Hinzu kämen laut Rümmele noch Konflikte im Channel, die in jedem Fall etwa zwischen Retail-Märkten, dem Fachhandel oder dem Direktverkauf ausbrechen würden. "Reizvoll ist es natürlich immer, wenn man große Stückzahlen absetzen kann" - nicht zuletzt wegen der Statistik. Über Umsatz und Profitabilität sage das alles aber nichts aus. Daher lautet Rümmeles Fazit: "IBM hat nichts in der Pipeline, und wir werden auch künftig nicht in den Consumer-Bereich gehen." Wie lange das "künftig" Gültigkeit hat, ließ er wohlweislich offen.

Amerika trifft auf Asien

Schaden kann es vorerst nicht, abzuwarten und erst einmal die Entwicklung zu beobachten. Standards für künftige Home-Plattformen, Datenformate oder Übertragungswege sind noch Mangelware - eine traditionelle Schwäche der IT-Anbieter.

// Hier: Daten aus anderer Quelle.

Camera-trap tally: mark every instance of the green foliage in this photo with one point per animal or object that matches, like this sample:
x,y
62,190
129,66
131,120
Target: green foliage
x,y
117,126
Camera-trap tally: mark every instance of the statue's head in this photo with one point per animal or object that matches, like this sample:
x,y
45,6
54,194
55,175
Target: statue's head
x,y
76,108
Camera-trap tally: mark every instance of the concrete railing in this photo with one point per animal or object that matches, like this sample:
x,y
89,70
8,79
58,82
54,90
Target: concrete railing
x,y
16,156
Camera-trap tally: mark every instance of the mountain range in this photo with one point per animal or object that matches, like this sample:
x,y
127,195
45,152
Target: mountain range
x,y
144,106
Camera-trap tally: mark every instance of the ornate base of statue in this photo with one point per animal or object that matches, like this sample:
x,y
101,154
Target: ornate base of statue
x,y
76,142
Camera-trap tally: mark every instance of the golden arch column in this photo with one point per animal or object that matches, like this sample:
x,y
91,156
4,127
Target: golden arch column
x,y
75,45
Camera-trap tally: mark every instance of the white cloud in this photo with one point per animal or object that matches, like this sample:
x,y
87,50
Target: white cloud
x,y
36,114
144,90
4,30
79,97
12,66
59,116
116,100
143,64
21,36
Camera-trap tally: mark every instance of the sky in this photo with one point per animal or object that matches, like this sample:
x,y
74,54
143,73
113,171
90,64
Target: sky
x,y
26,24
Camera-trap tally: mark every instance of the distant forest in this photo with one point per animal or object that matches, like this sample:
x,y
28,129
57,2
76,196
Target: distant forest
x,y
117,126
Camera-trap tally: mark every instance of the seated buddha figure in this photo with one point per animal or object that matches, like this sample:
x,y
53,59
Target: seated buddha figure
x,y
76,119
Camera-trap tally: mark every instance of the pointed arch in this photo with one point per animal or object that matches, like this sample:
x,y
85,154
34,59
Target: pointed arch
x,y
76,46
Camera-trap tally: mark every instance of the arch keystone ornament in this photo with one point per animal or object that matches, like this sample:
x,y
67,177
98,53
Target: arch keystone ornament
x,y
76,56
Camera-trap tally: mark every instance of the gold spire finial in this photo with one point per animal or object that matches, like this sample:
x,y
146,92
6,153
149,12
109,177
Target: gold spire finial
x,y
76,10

Zudem ist der Consumer-Bereich hart umkämpft, einschlägige Anbieter wie Sony, Samsung oder Matsushita Electric spielen selbst in der Champions League. Zudem unterhalten sie ein Netz von Partnerschaften und Beziehungen zu den IT-Companies - und wer verprellt schon gerne seine Komponentenlieferanten für einen Markt, dessen Potenzial zurzeit niemand genau abschätzen kann? Nicht zuletzt daher gehen die IT-Konzerne vorerst lieber kleine Schritte, statt sich bei einem weiten Satz ins Wohnzimmer den Kopf am traditionellen Fernseher zu stoßen. (ajf)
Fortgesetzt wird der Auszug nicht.